I recently wrote about solid state storage and its different form factor. Well, several major manufacturers have realized that solid state needs all the bandwidth it can get. Dell, IBM, EMC, Fujitsu and Intel have formed the SSD Form Factor Working Group bringing PCIe 3 to the same form factor that SATA and SAS use. Focusing on the same connector types and a 2.5” dive housing. I’m not sure how quickly it will make it’s way into the enterprise space but that is clearly it’s target. Reusing the physical form factor cuts down on manufacturing and R&D costs for all involved. They have an aggressive time scale for something like this. The specification hasn’t been published yet and I’ll take a deeper look into it when it becomes available. There are some key players missing though. HP and Seagate being the two in the enterprise space that give me pause. Both control a large segment of the storage space. On the controller side LSI is also absent. This could be a direct threat to their current market domination of the RAID controller chipset space if they aren’t on the ball.

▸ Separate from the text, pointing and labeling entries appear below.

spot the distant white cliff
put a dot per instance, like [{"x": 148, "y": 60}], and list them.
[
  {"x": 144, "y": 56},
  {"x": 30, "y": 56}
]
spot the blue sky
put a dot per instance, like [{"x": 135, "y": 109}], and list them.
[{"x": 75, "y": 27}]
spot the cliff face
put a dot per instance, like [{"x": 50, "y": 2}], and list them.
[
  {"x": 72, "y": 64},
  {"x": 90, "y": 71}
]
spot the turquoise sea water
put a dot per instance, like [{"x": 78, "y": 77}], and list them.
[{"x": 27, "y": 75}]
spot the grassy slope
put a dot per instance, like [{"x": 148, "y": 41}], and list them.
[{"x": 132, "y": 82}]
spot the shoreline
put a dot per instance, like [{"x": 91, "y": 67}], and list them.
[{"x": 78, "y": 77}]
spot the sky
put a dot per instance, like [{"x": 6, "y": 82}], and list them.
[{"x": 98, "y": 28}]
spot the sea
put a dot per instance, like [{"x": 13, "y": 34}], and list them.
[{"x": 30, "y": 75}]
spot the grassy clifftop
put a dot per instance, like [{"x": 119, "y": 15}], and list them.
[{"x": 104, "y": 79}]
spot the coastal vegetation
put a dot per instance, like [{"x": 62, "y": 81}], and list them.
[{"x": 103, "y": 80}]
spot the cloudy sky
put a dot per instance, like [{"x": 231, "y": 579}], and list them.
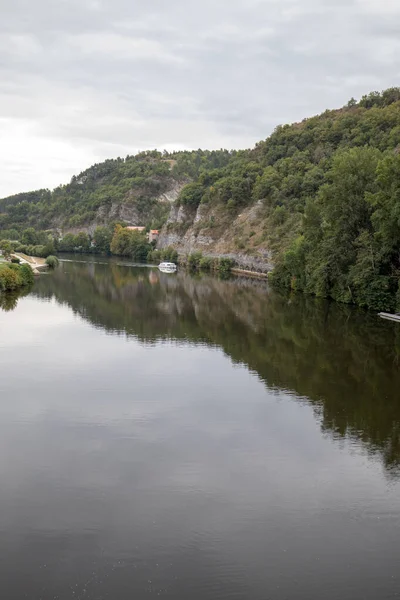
[{"x": 85, "y": 80}]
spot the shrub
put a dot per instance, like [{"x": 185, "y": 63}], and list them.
[{"x": 13, "y": 276}]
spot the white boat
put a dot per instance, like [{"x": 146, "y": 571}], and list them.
[{"x": 167, "y": 267}]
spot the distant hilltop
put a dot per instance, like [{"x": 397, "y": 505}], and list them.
[{"x": 317, "y": 201}]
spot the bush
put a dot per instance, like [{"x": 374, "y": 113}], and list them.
[
  {"x": 13, "y": 276},
  {"x": 52, "y": 262}
]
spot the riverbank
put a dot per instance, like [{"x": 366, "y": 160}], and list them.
[
  {"x": 14, "y": 276},
  {"x": 35, "y": 262}
]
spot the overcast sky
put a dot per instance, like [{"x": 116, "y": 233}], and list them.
[{"x": 85, "y": 80}]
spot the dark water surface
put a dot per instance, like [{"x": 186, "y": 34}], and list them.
[{"x": 195, "y": 439}]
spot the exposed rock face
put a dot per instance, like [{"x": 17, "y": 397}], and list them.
[
  {"x": 128, "y": 210},
  {"x": 201, "y": 231}
]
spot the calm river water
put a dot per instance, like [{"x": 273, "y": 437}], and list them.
[{"x": 195, "y": 439}]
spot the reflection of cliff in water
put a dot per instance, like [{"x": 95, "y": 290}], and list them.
[{"x": 342, "y": 360}]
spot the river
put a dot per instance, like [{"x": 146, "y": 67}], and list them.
[{"x": 185, "y": 437}]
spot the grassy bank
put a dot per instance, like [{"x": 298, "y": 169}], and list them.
[{"x": 13, "y": 276}]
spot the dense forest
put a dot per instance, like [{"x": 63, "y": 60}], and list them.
[
  {"x": 135, "y": 181},
  {"x": 326, "y": 191}
]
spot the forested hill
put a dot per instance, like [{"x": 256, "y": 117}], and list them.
[
  {"x": 137, "y": 189},
  {"x": 320, "y": 199}
]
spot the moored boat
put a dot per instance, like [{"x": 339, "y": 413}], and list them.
[{"x": 167, "y": 267}]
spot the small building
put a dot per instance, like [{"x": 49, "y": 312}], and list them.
[
  {"x": 134, "y": 228},
  {"x": 153, "y": 235}
]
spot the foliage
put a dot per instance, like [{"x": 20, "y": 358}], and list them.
[
  {"x": 194, "y": 260},
  {"x": 225, "y": 266},
  {"x": 52, "y": 262},
  {"x": 168, "y": 254},
  {"x": 326, "y": 190},
  {"x": 130, "y": 243},
  {"x": 206, "y": 263},
  {"x": 13, "y": 276},
  {"x": 6, "y": 248},
  {"x": 97, "y": 193}
]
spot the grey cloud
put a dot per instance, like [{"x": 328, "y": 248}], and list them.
[{"x": 89, "y": 79}]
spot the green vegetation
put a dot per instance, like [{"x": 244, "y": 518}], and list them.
[
  {"x": 166, "y": 254},
  {"x": 52, "y": 262},
  {"x": 130, "y": 243},
  {"x": 136, "y": 182},
  {"x": 13, "y": 276}
]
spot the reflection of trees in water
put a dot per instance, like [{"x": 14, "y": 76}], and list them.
[{"x": 343, "y": 360}]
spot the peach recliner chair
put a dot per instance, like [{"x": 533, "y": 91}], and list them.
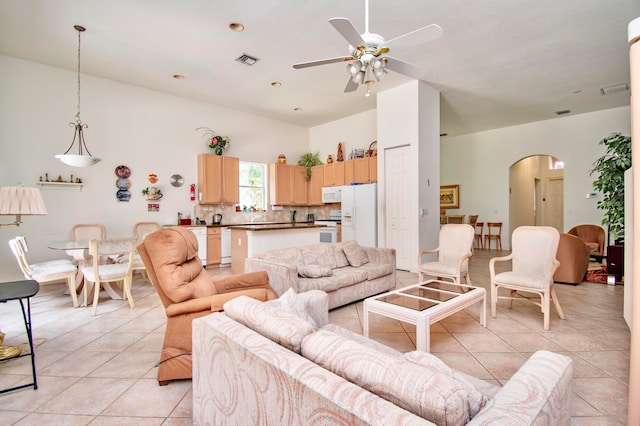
[
  {"x": 593, "y": 236},
  {"x": 188, "y": 292}
]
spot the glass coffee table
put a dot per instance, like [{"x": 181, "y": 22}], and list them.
[{"x": 424, "y": 304}]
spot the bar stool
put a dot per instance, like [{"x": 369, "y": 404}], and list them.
[{"x": 494, "y": 230}]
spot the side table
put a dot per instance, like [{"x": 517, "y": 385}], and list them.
[{"x": 22, "y": 291}]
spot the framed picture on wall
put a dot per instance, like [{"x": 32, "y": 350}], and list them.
[{"x": 450, "y": 196}]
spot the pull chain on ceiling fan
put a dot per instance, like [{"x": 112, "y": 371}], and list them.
[{"x": 368, "y": 60}]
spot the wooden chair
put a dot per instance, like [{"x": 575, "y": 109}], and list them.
[
  {"x": 455, "y": 218},
  {"x": 533, "y": 264},
  {"x": 46, "y": 271},
  {"x": 494, "y": 232},
  {"x": 477, "y": 237},
  {"x": 140, "y": 231},
  {"x": 454, "y": 251},
  {"x": 100, "y": 273}
]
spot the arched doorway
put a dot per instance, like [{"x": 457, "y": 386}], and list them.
[{"x": 536, "y": 192}]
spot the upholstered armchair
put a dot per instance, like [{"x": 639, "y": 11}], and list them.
[
  {"x": 187, "y": 292},
  {"x": 593, "y": 236},
  {"x": 573, "y": 255}
]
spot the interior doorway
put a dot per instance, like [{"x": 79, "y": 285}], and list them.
[
  {"x": 536, "y": 192},
  {"x": 397, "y": 185}
]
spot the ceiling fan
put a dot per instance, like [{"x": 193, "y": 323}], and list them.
[{"x": 368, "y": 61}]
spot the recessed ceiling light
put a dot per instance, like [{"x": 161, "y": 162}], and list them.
[{"x": 236, "y": 26}]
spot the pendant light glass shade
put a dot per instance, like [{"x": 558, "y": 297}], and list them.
[{"x": 80, "y": 159}]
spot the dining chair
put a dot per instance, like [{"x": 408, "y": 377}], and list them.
[
  {"x": 494, "y": 232},
  {"x": 477, "y": 238},
  {"x": 455, "y": 218},
  {"x": 533, "y": 263},
  {"x": 99, "y": 273},
  {"x": 85, "y": 232},
  {"x": 140, "y": 231},
  {"x": 454, "y": 251},
  {"x": 46, "y": 271}
]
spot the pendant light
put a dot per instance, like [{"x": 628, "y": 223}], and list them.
[{"x": 80, "y": 159}]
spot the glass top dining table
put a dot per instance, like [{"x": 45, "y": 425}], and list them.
[{"x": 69, "y": 245}]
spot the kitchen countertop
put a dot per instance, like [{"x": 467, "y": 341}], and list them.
[
  {"x": 258, "y": 225},
  {"x": 275, "y": 226}
]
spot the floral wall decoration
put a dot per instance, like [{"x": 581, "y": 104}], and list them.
[
  {"x": 123, "y": 183},
  {"x": 152, "y": 193},
  {"x": 215, "y": 141}
]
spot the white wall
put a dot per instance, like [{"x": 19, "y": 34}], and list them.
[
  {"x": 480, "y": 163},
  {"x": 148, "y": 131},
  {"x": 356, "y": 131}
]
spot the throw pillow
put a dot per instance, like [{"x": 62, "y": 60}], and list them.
[
  {"x": 355, "y": 254},
  {"x": 284, "y": 328},
  {"x": 475, "y": 399},
  {"x": 314, "y": 271},
  {"x": 291, "y": 303},
  {"x": 425, "y": 392}
]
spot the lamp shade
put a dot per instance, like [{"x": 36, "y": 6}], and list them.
[{"x": 19, "y": 200}]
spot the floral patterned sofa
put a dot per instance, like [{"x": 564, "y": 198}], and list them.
[
  {"x": 346, "y": 271},
  {"x": 280, "y": 362}
]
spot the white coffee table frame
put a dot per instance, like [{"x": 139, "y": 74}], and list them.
[{"x": 423, "y": 319}]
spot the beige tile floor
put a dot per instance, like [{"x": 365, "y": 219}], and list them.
[{"x": 101, "y": 370}]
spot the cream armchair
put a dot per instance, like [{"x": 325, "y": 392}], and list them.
[
  {"x": 454, "y": 251},
  {"x": 533, "y": 260}
]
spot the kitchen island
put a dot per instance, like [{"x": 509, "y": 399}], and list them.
[{"x": 247, "y": 240}]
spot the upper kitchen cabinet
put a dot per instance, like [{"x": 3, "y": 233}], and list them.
[
  {"x": 314, "y": 190},
  {"x": 218, "y": 179},
  {"x": 361, "y": 170},
  {"x": 287, "y": 185},
  {"x": 334, "y": 174}
]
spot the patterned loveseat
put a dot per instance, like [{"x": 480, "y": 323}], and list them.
[
  {"x": 346, "y": 271},
  {"x": 279, "y": 362}
]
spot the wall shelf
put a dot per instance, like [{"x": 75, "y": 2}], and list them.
[{"x": 66, "y": 185}]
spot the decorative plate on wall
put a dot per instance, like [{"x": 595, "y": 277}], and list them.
[{"x": 176, "y": 180}]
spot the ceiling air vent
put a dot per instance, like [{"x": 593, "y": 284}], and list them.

Fusion-io got that early on and took a different route sticking with just PCIe to bypass the limitations of SAS/SATA and intermediate controllers. By going that route they opened up a whole other level of performance.
I asked David Flynn what he thought about the new standard. Fusion-io is a contributor to the working group.

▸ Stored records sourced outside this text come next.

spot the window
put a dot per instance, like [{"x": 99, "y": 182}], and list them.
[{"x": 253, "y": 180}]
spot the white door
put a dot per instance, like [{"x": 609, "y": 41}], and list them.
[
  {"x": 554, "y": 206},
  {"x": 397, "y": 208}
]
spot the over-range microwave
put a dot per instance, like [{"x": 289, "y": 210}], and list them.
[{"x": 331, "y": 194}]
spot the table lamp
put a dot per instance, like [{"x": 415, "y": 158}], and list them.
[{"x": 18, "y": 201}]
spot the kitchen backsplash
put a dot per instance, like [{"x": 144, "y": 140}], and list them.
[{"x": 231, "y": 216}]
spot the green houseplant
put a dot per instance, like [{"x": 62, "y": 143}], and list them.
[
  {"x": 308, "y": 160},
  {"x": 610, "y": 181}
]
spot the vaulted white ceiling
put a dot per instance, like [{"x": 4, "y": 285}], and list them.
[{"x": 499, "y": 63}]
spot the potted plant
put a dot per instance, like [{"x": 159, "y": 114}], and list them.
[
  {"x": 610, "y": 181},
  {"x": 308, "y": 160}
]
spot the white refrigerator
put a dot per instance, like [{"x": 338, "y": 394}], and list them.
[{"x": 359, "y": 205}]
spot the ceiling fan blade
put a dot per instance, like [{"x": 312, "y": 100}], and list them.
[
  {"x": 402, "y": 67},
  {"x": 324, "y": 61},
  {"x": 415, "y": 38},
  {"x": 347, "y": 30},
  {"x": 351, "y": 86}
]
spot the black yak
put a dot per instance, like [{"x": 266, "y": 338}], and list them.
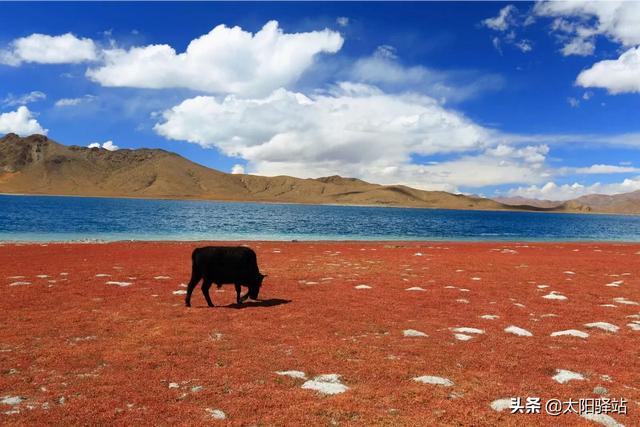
[{"x": 222, "y": 265}]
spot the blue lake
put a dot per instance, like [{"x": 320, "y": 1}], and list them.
[{"x": 47, "y": 218}]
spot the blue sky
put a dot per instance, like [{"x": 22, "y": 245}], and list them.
[{"x": 530, "y": 99}]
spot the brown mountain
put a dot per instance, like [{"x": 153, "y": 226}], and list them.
[
  {"x": 39, "y": 165},
  {"x": 519, "y": 201},
  {"x": 619, "y": 203}
]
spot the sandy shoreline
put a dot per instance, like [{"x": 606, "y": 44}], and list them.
[{"x": 97, "y": 333}]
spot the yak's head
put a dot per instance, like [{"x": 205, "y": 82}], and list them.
[{"x": 254, "y": 288}]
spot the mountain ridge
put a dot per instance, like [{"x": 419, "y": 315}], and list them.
[{"x": 39, "y": 165}]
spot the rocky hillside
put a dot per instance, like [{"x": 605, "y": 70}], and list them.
[{"x": 39, "y": 165}]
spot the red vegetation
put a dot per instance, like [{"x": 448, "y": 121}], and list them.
[{"x": 80, "y": 351}]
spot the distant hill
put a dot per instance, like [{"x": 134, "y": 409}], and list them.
[
  {"x": 519, "y": 201},
  {"x": 39, "y": 165}
]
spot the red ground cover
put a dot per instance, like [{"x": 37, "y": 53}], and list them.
[{"x": 80, "y": 351}]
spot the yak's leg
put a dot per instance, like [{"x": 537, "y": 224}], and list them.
[
  {"x": 239, "y": 299},
  {"x": 195, "y": 278},
  {"x": 205, "y": 291}
]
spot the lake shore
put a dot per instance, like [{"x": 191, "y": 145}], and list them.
[{"x": 98, "y": 333}]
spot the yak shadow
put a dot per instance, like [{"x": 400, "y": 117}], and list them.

It is quite validating that folks would be routing PCIe to the drive bays. For us it’s just another form factor that
we can easily support it.
Two things, though… First is that I believe it’s a hangover from the mechanical drive era to put such emphasis on form factors that allow easy servicing access. Solid state should not need to be serviced. It should be much more reliable than HDD’s. But, outside of Fusion-io failure rates for solid state is actually much worse than for mechanical disk drives.
The second point is that form-factor and even PCIe attachment isn’t really the key thing to higher performing, more reliable solid state. What makes the real difference is eliminating the embedded CPU bottleneck in the access path to the flash.

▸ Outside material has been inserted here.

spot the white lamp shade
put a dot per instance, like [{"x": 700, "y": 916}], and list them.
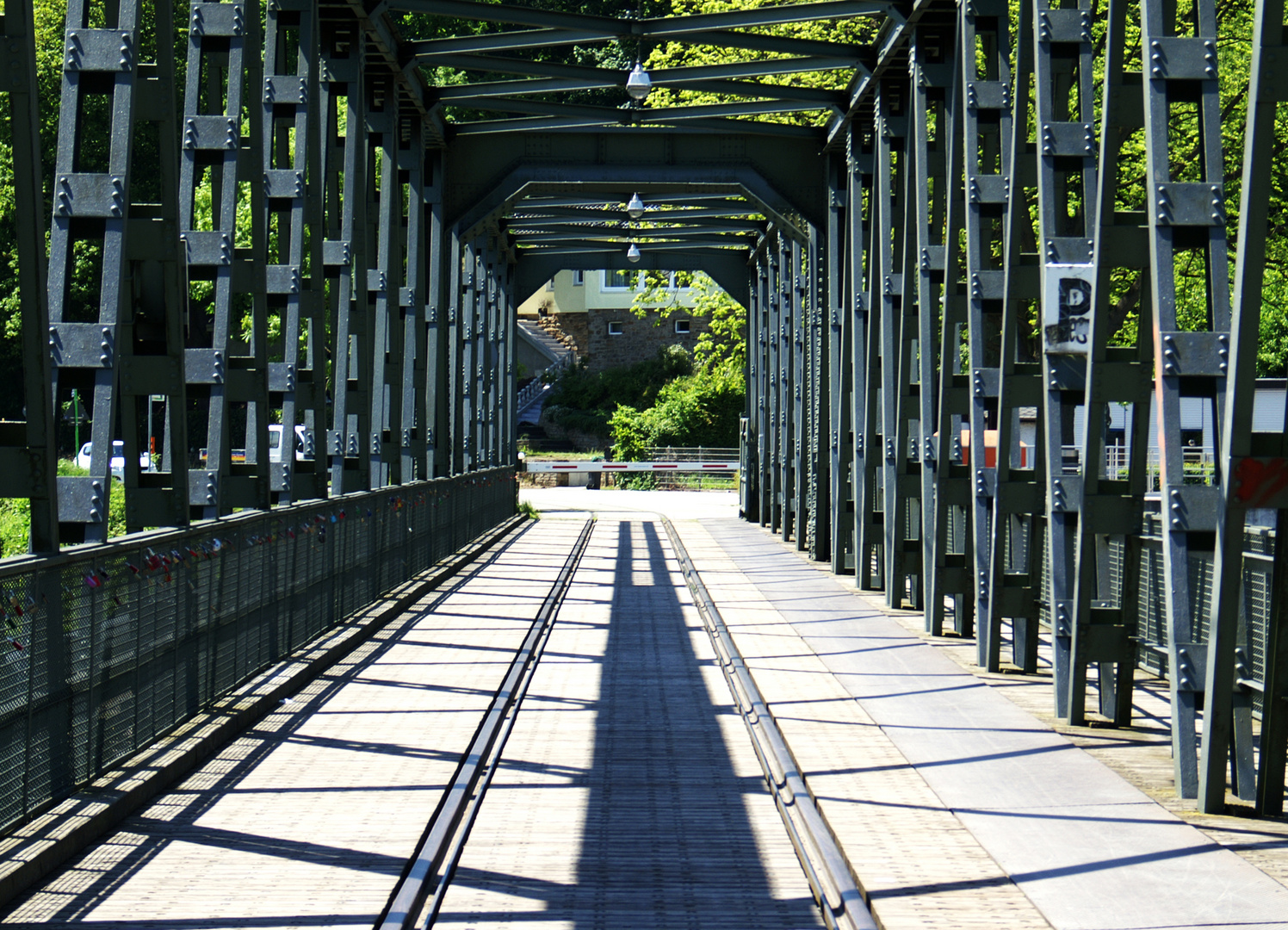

Fusion-io uses a memory controller approach to integrating flash. You don’t find CPU’s on DRAM modules. SSD’s (SATA or PCIe) from everyone else use embedded CPU’s and attach using storage controller methodologies.
In an upcoming post on my solid state storage series I will explore failure rates in detail. I do find it interesting that Fusion-io is one of the very few companies that have significantly higher error detection rates than a standard hard drive or other SSD’s, even enterprise branded SSD’s. Fusion-io claims 10^20 uncorrectable detectable error rate and 10^30 uncorrectable undetectable error rate. I have yet to see any hard disk or SSD with a rate better than 10^17. So, I agree with David about actually needing a form factor for ease of service if you build the device with enough error correction, which clearly you can with solid state.